What qualities do we need in a Pastor or leader?
Paul laid that all out in Timothy. They need to be godly, self-controlled, humble and service oriented. Someone who knows how to lead, discipline and love all at the same time. They must be spiritually mature – which means being knowledgeable and active in applying that knowledge to their own lives first and other people’s lives second.
Beyond all that they must have a good reputation among non-Christians! Now why on earth would that be needed in church leaders? Paul says so that he won’t fall into disgrace or a snare of the devil.

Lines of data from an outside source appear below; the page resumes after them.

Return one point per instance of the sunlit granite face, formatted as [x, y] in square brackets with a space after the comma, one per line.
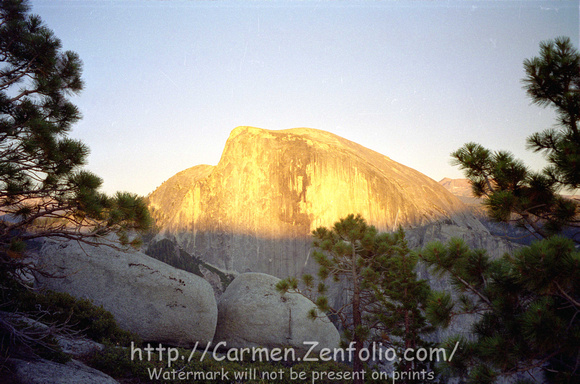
[255, 210]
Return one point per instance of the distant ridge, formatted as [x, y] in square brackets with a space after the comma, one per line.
[256, 208]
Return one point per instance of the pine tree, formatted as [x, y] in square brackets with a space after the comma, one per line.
[385, 302]
[527, 304]
[511, 191]
[44, 191]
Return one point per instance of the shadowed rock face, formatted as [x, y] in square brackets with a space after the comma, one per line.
[255, 210]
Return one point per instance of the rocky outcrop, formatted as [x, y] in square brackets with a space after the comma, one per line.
[255, 210]
[48, 372]
[253, 313]
[158, 302]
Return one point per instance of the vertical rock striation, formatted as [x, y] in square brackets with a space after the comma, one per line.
[255, 210]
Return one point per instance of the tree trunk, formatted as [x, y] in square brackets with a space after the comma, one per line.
[357, 321]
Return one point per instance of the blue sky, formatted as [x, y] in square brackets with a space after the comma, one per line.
[166, 81]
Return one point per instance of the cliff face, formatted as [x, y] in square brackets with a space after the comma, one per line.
[255, 210]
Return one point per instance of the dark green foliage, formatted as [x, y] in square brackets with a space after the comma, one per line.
[528, 305]
[117, 363]
[44, 190]
[513, 193]
[386, 301]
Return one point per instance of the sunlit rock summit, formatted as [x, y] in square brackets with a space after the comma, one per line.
[255, 210]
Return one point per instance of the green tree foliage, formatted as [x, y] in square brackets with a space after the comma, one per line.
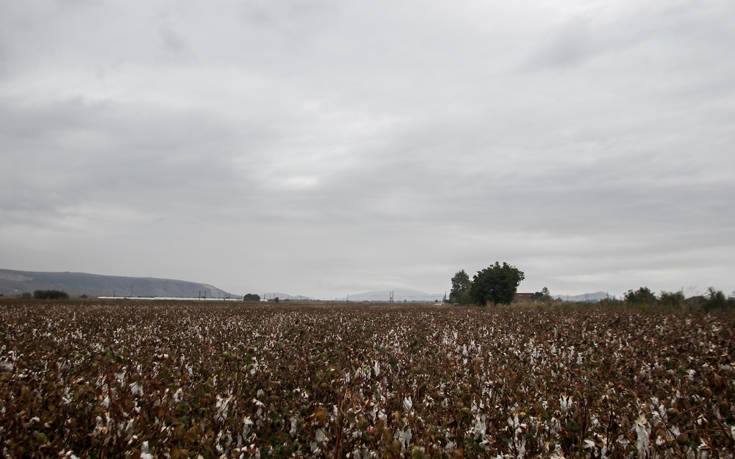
[672, 299]
[496, 284]
[715, 300]
[460, 288]
[643, 295]
[543, 295]
[50, 295]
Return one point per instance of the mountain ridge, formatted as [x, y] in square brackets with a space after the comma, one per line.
[15, 282]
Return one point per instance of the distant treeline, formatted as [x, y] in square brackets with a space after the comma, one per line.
[713, 300]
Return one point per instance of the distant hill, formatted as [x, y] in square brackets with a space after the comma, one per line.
[76, 284]
[398, 295]
[585, 297]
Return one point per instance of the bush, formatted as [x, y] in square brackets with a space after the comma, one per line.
[641, 296]
[715, 300]
[672, 299]
[460, 292]
[496, 284]
[50, 295]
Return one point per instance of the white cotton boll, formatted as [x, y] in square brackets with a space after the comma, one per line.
[642, 435]
[294, 426]
[404, 437]
[145, 452]
[407, 404]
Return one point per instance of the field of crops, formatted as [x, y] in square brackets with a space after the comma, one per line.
[178, 380]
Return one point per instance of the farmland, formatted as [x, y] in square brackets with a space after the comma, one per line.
[182, 379]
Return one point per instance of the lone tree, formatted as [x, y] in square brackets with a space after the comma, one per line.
[496, 284]
[460, 288]
[543, 295]
[643, 295]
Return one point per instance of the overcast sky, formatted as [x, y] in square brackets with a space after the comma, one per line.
[331, 147]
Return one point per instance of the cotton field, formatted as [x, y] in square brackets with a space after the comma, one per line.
[230, 380]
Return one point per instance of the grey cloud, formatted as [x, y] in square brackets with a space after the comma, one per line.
[324, 149]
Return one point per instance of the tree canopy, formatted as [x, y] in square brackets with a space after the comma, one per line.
[496, 284]
[460, 288]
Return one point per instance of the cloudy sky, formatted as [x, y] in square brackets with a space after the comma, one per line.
[330, 147]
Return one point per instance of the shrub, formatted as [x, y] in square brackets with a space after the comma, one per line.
[641, 296]
[50, 295]
[672, 299]
[715, 300]
[496, 284]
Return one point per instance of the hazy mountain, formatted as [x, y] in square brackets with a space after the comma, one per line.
[76, 284]
[398, 295]
[585, 297]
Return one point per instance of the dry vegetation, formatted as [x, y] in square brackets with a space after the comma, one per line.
[184, 379]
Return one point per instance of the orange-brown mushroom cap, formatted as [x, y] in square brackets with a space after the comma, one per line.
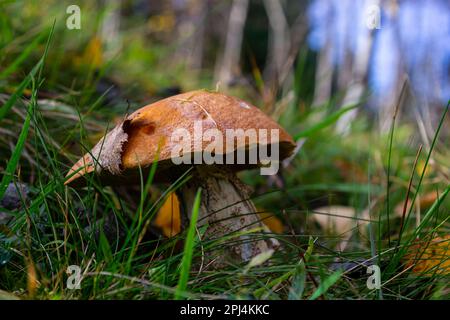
[145, 135]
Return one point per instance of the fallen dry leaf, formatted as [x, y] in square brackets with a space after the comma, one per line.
[271, 221]
[429, 257]
[168, 216]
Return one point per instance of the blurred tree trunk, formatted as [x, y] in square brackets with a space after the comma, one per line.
[228, 65]
[279, 41]
[191, 32]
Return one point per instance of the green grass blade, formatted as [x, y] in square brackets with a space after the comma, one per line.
[22, 57]
[14, 160]
[13, 98]
[188, 249]
[326, 284]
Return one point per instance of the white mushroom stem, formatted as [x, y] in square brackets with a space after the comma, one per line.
[227, 210]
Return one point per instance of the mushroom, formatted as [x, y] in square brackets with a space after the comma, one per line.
[213, 135]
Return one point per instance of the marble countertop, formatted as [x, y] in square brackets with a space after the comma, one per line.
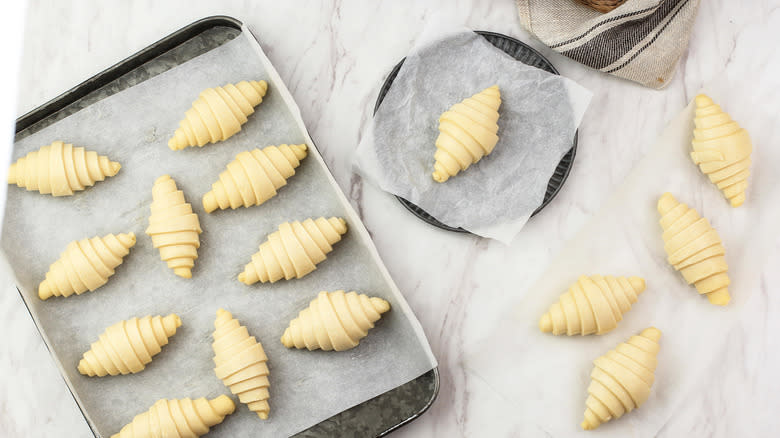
[333, 55]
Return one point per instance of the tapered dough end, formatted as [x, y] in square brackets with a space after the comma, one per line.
[114, 167]
[440, 176]
[287, 339]
[12, 174]
[380, 305]
[170, 323]
[703, 100]
[183, 272]
[666, 202]
[84, 368]
[127, 240]
[44, 290]
[210, 202]
[638, 283]
[223, 405]
[719, 297]
[545, 323]
[651, 333]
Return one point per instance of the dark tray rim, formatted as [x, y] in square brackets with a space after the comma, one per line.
[114, 72]
[424, 216]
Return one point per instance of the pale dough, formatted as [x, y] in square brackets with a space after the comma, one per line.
[85, 265]
[184, 418]
[254, 177]
[695, 249]
[241, 363]
[173, 227]
[218, 113]
[294, 250]
[467, 132]
[334, 321]
[127, 346]
[593, 304]
[61, 169]
[621, 379]
[722, 149]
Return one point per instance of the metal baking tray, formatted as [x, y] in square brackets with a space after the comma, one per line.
[376, 417]
[527, 55]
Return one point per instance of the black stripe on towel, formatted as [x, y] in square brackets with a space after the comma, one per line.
[612, 44]
[601, 23]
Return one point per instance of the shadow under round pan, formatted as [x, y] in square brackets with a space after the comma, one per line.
[529, 56]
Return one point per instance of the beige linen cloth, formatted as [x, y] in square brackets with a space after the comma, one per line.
[641, 40]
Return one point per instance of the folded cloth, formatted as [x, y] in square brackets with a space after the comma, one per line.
[538, 117]
[641, 40]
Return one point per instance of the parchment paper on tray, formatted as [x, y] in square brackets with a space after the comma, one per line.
[539, 115]
[546, 377]
[133, 127]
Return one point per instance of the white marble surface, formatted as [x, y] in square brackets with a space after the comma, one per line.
[333, 57]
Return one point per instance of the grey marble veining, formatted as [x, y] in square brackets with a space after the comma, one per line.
[333, 57]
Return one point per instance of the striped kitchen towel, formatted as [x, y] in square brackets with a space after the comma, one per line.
[641, 40]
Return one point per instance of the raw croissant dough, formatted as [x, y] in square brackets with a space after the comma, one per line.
[254, 176]
[593, 304]
[694, 248]
[722, 149]
[61, 169]
[85, 265]
[218, 113]
[334, 321]
[241, 363]
[184, 418]
[173, 227]
[467, 132]
[127, 346]
[621, 379]
[293, 250]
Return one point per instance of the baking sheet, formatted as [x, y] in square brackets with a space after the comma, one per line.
[546, 377]
[539, 115]
[133, 127]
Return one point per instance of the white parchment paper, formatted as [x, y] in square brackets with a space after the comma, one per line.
[539, 115]
[132, 127]
[546, 377]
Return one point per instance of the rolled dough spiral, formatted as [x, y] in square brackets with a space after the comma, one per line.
[217, 114]
[722, 149]
[183, 418]
[85, 265]
[467, 132]
[173, 227]
[695, 249]
[254, 177]
[593, 304]
[294, 250]
[241, 363]
[60, 169]
[127, 346]
[621, 379]
[334, 321]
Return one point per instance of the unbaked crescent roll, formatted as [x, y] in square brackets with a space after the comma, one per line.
[467, 132]
[722, 149]
[218, 113]
[621, 379]
[594, 304]
[334, 321]
[60, 169]
[85, 265]
[294, 250]
[695, 249]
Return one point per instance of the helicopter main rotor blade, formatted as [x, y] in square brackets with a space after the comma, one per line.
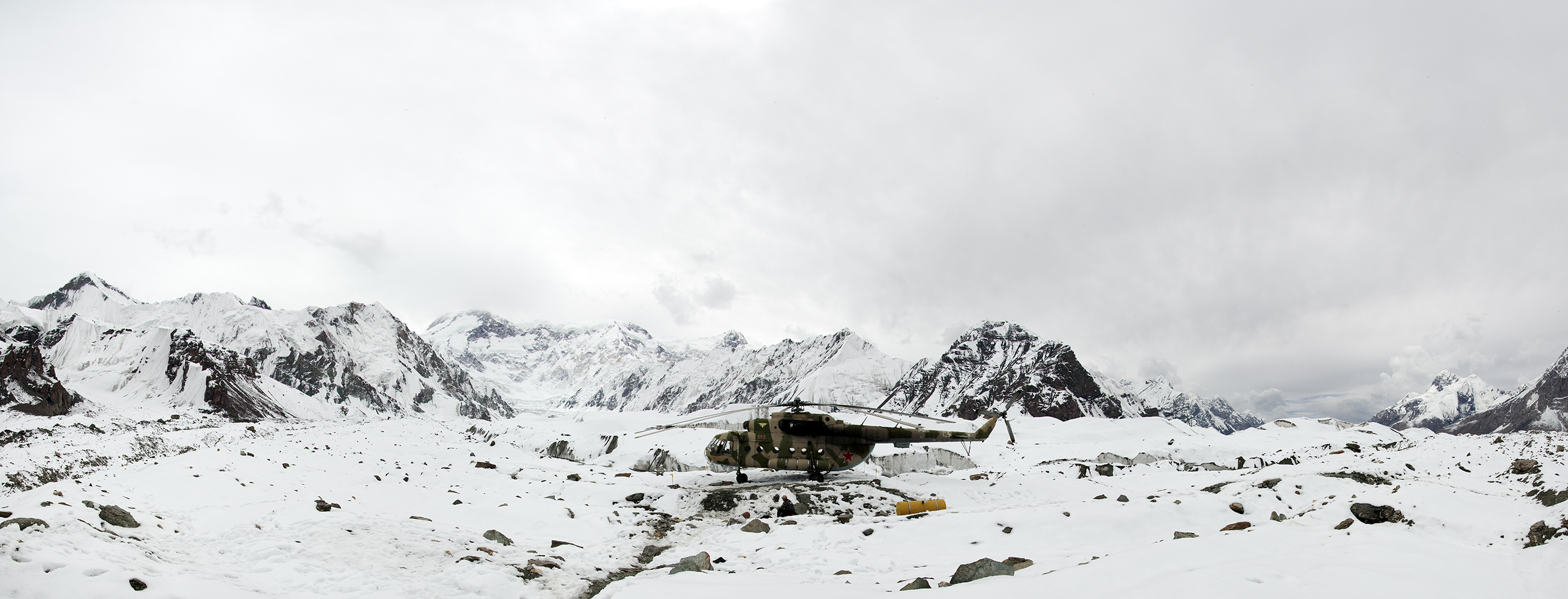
[689, 422]
[877, 410]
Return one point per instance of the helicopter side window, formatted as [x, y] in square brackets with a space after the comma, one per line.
[803, 427]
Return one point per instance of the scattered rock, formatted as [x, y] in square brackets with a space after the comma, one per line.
[1526, 466]
[22, 523]
[1370, 513]
[116, 516]
[651, 552]
[490, 535]
[1539, 534]
[693, 564]
[1546, 498]
[788, 509]
[981, 570]
[1358, 477]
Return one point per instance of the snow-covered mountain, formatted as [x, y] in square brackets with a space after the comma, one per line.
[1449, 399]
[1540, 405]
[1194, 410]
[217, 352]
[996, 363]
[622, 366]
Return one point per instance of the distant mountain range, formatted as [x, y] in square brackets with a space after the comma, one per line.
[88, 346]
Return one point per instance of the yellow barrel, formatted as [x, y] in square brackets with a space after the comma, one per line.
[905, 509]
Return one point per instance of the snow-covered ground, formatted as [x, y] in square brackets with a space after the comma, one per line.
[218, 521]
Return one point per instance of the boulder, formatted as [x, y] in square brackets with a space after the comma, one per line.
[1539, 534]
[788, 509]
[496, 535]
[650, 552]
[1370, 513]
[116, 516]
[24, 523]
[981, 570]
[693, 564]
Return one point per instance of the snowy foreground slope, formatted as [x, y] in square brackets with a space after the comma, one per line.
[223, 516]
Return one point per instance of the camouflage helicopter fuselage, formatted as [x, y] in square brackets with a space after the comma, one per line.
[818, 443]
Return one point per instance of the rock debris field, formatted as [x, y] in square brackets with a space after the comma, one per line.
[549, 506]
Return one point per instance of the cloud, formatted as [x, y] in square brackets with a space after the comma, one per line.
[1153, 367]
[686, 305]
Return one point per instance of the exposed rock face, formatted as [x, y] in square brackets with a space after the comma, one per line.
[1448, 400]
[994, 363]
[622, 366]
[242, 358]
[1540, 405]
[1198, 412]
[998, 363]
[29, 383]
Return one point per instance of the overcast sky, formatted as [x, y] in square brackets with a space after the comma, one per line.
[1308, 209]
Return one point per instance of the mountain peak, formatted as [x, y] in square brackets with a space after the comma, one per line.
[76, 288]
[1443, 380]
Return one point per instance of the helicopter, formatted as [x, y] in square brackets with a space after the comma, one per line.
[797, 440]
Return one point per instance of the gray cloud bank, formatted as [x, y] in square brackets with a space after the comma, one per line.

The words, “good report,” are marturian kalēn (μαρτυριαν καλην), “an excellent testimony.” “Those without” refers to the non-Christian world in the midst of which the saints live. Expositors says: “In the passage before us, indeed, St. Paul may be understood to imply that the opinion of ‘those without’ might usefully balance or correct that of the Church. There is something blameworthy in a man’s character if the consensus of outside opinion be unfavorable to him; no matter how much he may be admired and respected by his own party.… One cannot safely assume, when we are in antagonism to it, that, because we are Christians, we are absolutely in the right and the world wholly wrong. Thus to defy public opinion in a superior spirit may not only bring discredit (reproach) on one’s self and on the Church, but also catch us in the devil’s snare, namely, a supposition that because the world condemns a certain course of action, the action is therefore right and the world’s verdict may be safely set aside.” – Kenneth S. Wuest, Wuest’s Word Studies from the Greek New Testament: For the English Reader, vol. 7 (Grand Rapids: Eerdmans, 1997), 58–59.
There are, of course, two sides to this matter. Reproach (ὀνειδισμον [oneidismon]). Late word from ὀνειδιζω [oneidizō]. See Rom. 15:3. The snare of the devil (παγιδα του διαβολου [pagida tou diabolou]). Here subjective genitive, snare set by the devil. Παγις [Pagis], old word from πηγνυμι [pēgnumi], to make fast. So a snare for birds (Luke 21:35), any sudden trap (Rom. 11:9), of sin (1 Tim. 6:9), of the devil (1 Tim. 3:7; 2 Tim. 2:26). Ancients used it of the snares of love. The devil sets special snares for preachers (conceit verse 6, money 6:9, women, ambition). -A.T. Robertson, Word Pictures in the New Testament (Nashville, TN: Broadman Press, 1933), 1 Ti 3:7.